Uma carta publicada há três semanas por quatro neurocientistas, entre eles Sidarta Ribeiro, diretor do Instituto Internacional de Neurociências de Natal e um dos principais nomes da área no Brasil e no mundo, colocou a polêmica discussão sobre a descriminalização da maconha sob um novo prisma. Não se trata “somente” da opinião de usuários, vistos de forma negativa por boa parte da sociedade. Trata-se de um renomado cientista, respeitado pela sociedade, evocando argumentos científicos para defender politicamente a viabilidade de retirar a maconha da lista de drogas proibidas.
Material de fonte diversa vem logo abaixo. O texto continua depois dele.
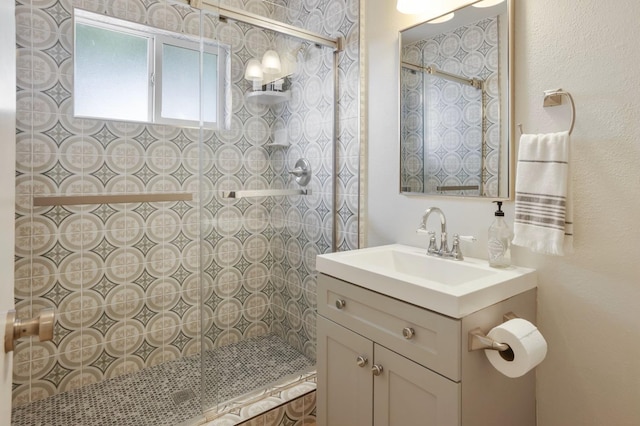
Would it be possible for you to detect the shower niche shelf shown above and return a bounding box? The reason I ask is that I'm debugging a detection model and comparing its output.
[245,90,291,105]
[266,129,289,148]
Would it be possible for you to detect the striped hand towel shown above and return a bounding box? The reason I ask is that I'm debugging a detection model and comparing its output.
[512,131,573,256]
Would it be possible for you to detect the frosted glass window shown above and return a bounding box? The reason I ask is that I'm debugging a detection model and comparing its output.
[74,23,151,122]
[161,45,218,124]
[73,10,227,128]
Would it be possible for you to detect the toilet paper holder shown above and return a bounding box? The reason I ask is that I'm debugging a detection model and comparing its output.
[468,312,518,352]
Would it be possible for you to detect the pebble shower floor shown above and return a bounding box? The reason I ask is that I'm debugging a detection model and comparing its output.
[11,334,314,426]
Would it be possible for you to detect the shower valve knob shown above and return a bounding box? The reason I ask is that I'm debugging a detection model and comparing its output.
[288,158,311,186]
[288,167,305,177]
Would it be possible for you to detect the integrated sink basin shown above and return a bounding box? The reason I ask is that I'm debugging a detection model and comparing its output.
[316,244,536,318]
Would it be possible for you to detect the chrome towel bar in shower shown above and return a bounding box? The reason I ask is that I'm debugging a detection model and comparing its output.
[33,192,193,206]
[221,189,311,199]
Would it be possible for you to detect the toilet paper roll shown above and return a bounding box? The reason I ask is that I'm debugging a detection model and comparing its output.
[484,318,547,378]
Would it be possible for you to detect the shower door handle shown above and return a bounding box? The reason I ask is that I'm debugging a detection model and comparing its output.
[4,308,55,353]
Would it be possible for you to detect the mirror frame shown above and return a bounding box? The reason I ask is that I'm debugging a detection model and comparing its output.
[398,0,514,200]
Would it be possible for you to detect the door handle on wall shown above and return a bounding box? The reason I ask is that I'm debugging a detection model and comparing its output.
[5,308,55,353]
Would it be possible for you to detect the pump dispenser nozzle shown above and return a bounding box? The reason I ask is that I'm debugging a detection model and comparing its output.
[493,201,505,217]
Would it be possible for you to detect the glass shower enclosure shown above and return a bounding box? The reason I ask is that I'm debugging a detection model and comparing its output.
[11,0,341,423]
[197,3,339,418]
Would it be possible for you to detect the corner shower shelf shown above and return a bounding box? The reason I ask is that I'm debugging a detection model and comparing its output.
[245,90,291,105]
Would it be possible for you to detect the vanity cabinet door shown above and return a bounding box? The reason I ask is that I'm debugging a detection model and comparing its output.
[373,345,460,426]
[317,316,373,426]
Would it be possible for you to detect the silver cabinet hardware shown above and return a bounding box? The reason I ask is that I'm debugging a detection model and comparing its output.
[335,299,346,309]
[402,327,415,340]
[371,364,384,376]
[5,308,55,353]
[356,356,368,367]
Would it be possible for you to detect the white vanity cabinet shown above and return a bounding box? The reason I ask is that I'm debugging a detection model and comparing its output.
[316,273,537,426]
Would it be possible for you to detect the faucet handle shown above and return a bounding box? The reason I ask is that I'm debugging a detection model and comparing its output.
[427,231,438,254]
[417,228,438,254]
[450,234,476,261]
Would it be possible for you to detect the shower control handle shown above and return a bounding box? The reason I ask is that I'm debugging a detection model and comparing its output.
[288,158,311,186]
[289,167,305,177]
[5,308,55,353]
[335,299,346,309]
[356,356,368,367]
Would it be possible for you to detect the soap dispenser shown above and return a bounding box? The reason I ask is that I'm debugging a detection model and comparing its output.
[488,201,512,268]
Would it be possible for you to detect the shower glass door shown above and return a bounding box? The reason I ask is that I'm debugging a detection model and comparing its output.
[12,1,214,424]
[198,5,336,416]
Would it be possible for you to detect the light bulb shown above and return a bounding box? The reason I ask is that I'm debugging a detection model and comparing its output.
[396,0,428,15]
[261,50,281,74]
[244,59,263,91]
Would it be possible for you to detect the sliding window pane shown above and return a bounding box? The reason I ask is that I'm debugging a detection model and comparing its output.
[161,44,218,124]
[202,52,218,124]
[161,44,200,122]
[74,23,150,122]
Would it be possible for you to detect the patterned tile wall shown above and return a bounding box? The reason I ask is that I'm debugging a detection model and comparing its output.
[201,0,361,386]
[401,16,501,197]
[14,0,360,411]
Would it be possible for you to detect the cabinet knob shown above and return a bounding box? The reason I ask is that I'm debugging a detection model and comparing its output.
[402,327,415,340]
[335,299,346,309]
[356,355,368,367]
[371,364,384,376]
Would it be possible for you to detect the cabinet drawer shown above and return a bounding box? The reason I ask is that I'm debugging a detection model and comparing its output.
[318,274,461,381]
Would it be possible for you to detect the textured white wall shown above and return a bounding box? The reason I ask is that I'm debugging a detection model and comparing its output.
[365,0,640,425]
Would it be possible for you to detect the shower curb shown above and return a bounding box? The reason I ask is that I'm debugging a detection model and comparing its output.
[201,370,317,425]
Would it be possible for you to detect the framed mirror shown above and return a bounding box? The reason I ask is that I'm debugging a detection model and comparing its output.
[399,0,513,198]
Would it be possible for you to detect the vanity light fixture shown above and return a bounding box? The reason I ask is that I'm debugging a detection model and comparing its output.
[428,12,455,23]
[261,50,281,74]
[472,0,505,7]
[396,0,428,15]
[244,58,263,91]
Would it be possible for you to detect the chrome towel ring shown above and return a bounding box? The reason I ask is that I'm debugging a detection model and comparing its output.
[518,88,576,135]
[543,89,576,135]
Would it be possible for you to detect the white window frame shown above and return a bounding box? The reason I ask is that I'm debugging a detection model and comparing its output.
[73,9,229,129]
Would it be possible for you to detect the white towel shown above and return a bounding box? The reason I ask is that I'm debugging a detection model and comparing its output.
[512,131,573,256]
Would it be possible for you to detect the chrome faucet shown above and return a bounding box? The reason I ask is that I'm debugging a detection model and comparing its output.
[417,207,476,260]
[417,207,448,256]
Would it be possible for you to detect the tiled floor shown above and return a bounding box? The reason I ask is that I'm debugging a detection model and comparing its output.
[12,334,314,426]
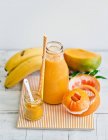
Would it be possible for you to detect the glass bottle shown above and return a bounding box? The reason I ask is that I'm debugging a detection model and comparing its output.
[43,41,69,104]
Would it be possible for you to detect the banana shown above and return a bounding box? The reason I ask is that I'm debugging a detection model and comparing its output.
[4,56,42,88]
[5,48,42,72]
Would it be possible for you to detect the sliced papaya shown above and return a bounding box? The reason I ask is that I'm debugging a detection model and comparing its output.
[64,48,101,72]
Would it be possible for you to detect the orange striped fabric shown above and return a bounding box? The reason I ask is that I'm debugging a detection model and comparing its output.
[17,75,94,129]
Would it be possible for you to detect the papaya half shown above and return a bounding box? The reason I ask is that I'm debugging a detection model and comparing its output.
[64,48,101,72]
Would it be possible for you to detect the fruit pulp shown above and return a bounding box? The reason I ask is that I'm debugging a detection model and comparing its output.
[44,58,69,104]
[24,93,43,121]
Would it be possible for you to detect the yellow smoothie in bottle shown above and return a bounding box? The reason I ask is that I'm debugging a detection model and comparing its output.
[43,41,69,104]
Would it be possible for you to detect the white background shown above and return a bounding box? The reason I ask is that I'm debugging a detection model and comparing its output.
[0,0,108,50]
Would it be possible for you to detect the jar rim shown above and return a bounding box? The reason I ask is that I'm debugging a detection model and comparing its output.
[24,91,42,105]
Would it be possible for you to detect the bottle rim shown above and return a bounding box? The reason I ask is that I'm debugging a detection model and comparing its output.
[46,41,63,54]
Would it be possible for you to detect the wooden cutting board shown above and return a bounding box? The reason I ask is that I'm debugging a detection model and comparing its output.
[17,75,94,129]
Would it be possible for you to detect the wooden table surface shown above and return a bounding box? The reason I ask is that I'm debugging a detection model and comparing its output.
[0,49,108,140]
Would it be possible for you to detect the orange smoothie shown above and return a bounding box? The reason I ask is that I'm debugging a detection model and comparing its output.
[24,92,43,121]
[43,41,69,104]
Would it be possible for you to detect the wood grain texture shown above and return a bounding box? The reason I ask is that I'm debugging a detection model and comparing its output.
[0,114,26,140]
[0,50,108,140]
[0,91,20,112]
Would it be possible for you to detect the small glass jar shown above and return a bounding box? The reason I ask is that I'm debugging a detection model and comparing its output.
[24,90,43,121]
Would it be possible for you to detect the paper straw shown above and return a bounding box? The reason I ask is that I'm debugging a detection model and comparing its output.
[38,35,47,100]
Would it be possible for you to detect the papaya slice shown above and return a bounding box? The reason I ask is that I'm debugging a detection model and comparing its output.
[64,48,101,72]
[69,74,100,92]
[62,88,90,115]
[76,85,100,116]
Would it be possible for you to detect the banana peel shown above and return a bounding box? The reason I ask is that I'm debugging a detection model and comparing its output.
[5,56,42,88]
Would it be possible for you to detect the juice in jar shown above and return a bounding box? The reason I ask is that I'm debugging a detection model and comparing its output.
[43,41,69,104]
[24,91,43,121]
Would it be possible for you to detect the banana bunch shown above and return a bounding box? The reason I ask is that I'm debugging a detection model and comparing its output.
[4,48,42,88]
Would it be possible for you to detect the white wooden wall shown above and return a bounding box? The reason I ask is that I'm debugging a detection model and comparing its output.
[0,0,108,50]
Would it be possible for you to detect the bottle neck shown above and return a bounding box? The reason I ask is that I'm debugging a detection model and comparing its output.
[46,41,64,61]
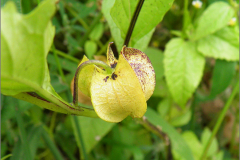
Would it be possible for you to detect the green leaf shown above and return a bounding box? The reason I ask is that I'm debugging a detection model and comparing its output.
[144,108,194,160]
[164,38,205,107]
[110,0,174,44]
[1,0,55,95]
[72,116,115,153]
[201,128,218,157]
[102,0,125,51]
[169,108,191,127]
[103,0,173,51]
[1,0,97,117]
[144,47,164,80]
[84,40,97,58]
[181,131,203,160]
[197,26,239,61]
[209,60,236,99]
[89,23,104,40]
[193,2,234,40]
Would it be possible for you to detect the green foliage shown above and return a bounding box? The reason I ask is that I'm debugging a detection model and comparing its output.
[208,60,236,99]
[1,0,55,95]
[1,0,239,159]
[193,2,234,40]
[104,0,174,51]
[197,26,239,61]
[145,108,194,160]
[164,38,205,107]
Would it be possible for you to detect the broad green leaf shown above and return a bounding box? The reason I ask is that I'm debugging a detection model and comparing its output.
[102,0,124,51]
[102,0,167,52]
[144,47,164,80]
[1,1,97,117]
[71,116,115,153]
[181,131,203,160]
[214,25,239,47]
[193,2,234,40]
[209,60,236,99]
[110,0,174,45]
[144,108,194,160]
[1,0,55,95]
[169,108,191,127]
[1,0,22,12]
[164,38,205,107]
[197,26,239,61]
[84,40,97,58]
[89,23,104,40]
[201,128,218,157]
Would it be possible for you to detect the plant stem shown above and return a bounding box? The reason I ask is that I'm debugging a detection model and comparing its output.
[200,80,239,160]
[73,60,113,106]
[183,0,191,38]
[137,117,172,160]
[1,154,12,160]
[50,48,80,63]
[230,105,239,151]
[52,45,67,83]
[41,127,64,160]
[15,100,32,160]
[124,0,145,46]
[49,112,57,136]
[72,116,88,160]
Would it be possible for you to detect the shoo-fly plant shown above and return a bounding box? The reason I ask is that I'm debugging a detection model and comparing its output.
[73,43,155,122]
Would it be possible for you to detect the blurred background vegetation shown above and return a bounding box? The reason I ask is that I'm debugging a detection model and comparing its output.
[1,0,239,159]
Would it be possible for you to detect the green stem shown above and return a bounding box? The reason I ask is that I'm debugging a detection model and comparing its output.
[73,60,113,106]
[52,45,66,83]
[230,106,239,151]
[50,48,80,63]
[137,117,172,160]
[10,78,97,117]
[41,127,64,160]
[15,100,32,160]
[1,154,12,160]
[190,93,198,130]
[183,0,191,38]
[49,112,57,135]
[72,116,88,160]
[200,80,239,160]
[124,0,145,46]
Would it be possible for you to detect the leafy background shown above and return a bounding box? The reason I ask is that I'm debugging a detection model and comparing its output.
[1,0,239,160]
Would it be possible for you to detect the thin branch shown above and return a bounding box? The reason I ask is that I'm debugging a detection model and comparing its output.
[200,80,239,160]
[137,116,173,160]
[124,0,145,46]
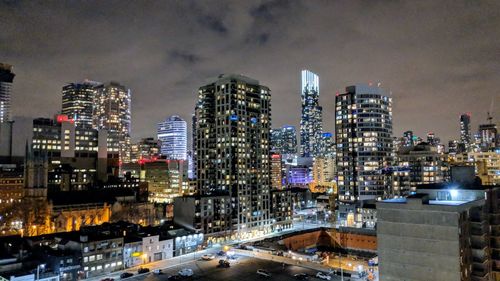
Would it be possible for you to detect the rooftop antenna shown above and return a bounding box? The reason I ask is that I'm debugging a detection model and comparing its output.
[487,97,494,124]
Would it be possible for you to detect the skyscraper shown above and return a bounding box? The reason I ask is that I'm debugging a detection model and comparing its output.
[459,113,471,152]
[335,84,393,202]
[93,82,132,164]
[270,125,297,155]
[478,123,498,151]
[0,63,15,123]
[61,80,101,128]
[319,132,335,158]
[300,70,323,157]
[157,115,187,160]
[194,74,271,233]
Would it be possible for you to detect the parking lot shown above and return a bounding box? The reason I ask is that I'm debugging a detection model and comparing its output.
[122,254,360,281]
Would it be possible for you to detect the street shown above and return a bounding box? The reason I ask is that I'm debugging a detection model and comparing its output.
[123,255,360,281]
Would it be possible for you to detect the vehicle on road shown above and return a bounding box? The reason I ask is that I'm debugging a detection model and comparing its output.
[294,273,309,280]
[202,254,215,260]
[316,272,331,280]
[100,278,114,281]
[137,268,150,274]
[167,275,183,281]
[256,269,272,277]
[178,268,194,277]
[217,250,226,256]
[120,272,133,279]
[153,269,163,275]
[217,259,230,268]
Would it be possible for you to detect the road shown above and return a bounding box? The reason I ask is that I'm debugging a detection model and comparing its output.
[124,255,361,281]
[86,219,339,281]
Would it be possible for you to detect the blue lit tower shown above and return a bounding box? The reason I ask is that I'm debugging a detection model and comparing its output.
[335,84,393,202]
[300,70,323,157]
[157,115,187,160]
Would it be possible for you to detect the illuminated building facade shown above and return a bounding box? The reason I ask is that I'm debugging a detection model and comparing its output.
[454,151,500,185]
[0,167,23,215]
[157,115,187,160]
[319,132,335,157]
[194,74,272,234]
[142,159,188,203]
[93,82,131,164]
[392,142,444,196]
[61,80,101,128]
[130,137,160,163]
[31,115,108,191]
[300,70,323,157]
[459,113,471,153]
[270,153,282,190]
[478,123,498,151]
[0,63,14,123]
[335,84,393,202]
[270,125,297,156]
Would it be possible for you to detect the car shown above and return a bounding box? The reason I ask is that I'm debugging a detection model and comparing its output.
[315,272,331,280]
[120,272,133,279]
[153,269,163,275]
[137,267,150,274]
[217,250,226,256]
[101,278,114,281]
[217,259,230,268]
[178,268,194,277]
[202,254,215,260]
[294,273,309,280]
[256,269,271,277]
[167,275,183,281]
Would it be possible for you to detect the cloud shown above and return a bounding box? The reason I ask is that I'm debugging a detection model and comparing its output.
[0,0,499,143]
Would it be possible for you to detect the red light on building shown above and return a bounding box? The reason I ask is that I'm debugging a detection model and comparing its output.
[56,114,74,124]
[271,154,281,159]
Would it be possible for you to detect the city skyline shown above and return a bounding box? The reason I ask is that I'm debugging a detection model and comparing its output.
[1,1,499,143]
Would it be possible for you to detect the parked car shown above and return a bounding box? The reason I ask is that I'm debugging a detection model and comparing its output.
[101,278,114,281]
[167,275,183,281]
[153,269,163,275]
[316,272,331,280]
[294,273,309,280]
[256,269,271,277]
[202,254,215,260]
[137,268,150,274]
[178,268,194,277]
[217,259,230,268]
[120,272,133,279]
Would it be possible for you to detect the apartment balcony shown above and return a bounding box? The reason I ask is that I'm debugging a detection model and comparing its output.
[492,249,500,260]
[491,238,500,250]
[472,247,489,261]
[470,211,487,222]
[471,221,489,236]
[492,260,500,272]
[490,214,500,225]
[491,225,500,237]
[472,234,488,248]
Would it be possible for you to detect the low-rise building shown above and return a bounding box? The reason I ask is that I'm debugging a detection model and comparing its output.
[377,182,499,281]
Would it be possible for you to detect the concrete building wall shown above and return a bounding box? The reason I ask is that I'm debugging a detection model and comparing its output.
[377,202,463,281]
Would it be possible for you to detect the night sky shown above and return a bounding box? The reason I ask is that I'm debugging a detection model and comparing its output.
[1,0,499,143]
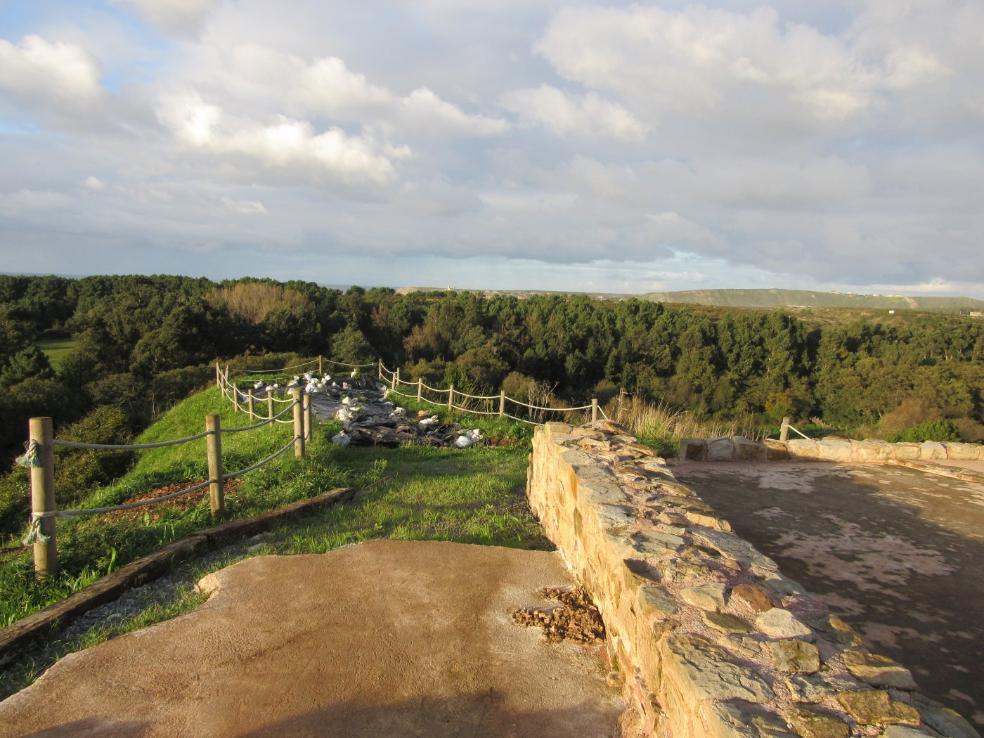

Coincidência ou não, um grupo de alunos da UFRN, depois de discutir o assunto, resolveu criar o Coletivo Cannabis Sativa, que hoje, às 16h, realiza a Marcha da Maconha, com o intuito de protestar pela descriminalização da droga. A marcha sairá da Praça Cívica do Campus e interromperá, por pouco tempo, o trânsito da BR-101. Vista com desconfiança pela Polícia Militar e Civil, após a atuação do Ministério Público ficou decidido que a Marcha acontecerá sob o monitoramento da polícia.
Usar, portar, vender ou fazer apologia à droga será motivo de prisão durante a Marcha, por se tratar de atividades proibidas por lei. Contudo, os organizadores, Leilane Assunção, Álvaro Andrade e Isabele Bentes, todos estudantes da UFRN, afirmam não ser esse o objetivo do protesto. “Queremos que a sociedade discuta o assunto, de maneira equilibrada, racional e sem preconceitos”, afirma Álvaro. “Essa é uma discussão um pouco mais evoluída no Sudeste, que ainda é vista sob certo preconceito no Nordeste”, complementa o neurocientista Sidarta Ribeiro.
Entre os principais argumentos utilizados pelo neurocientista, e pelos organizadores da Marcha, para defender a descriminalização é o potencial de dano ou vício da maconha. Sidarta Ribeiro afirma que cientificamente não há evidências de males causados pelo consumo de maconha. “O nosso próprio cérebro tem substâncias chamadas endocanabinóides, muito parecidos com o que é encontrado na maconha”, afirma. E complementa: “Os males relacionados ao consumo de maconha provavelmente são devidos ao ato de fumar. Não há evidência científica de que, se fosse consumida através de inalação, por exemplo, existiria dano à saúde”. A carta aberta à sociedade, enviada por Sidarta e mais três neurocientistas, argumenta da mesma forma. Para eles, a política de repressão causa mais males que o consumo da substância.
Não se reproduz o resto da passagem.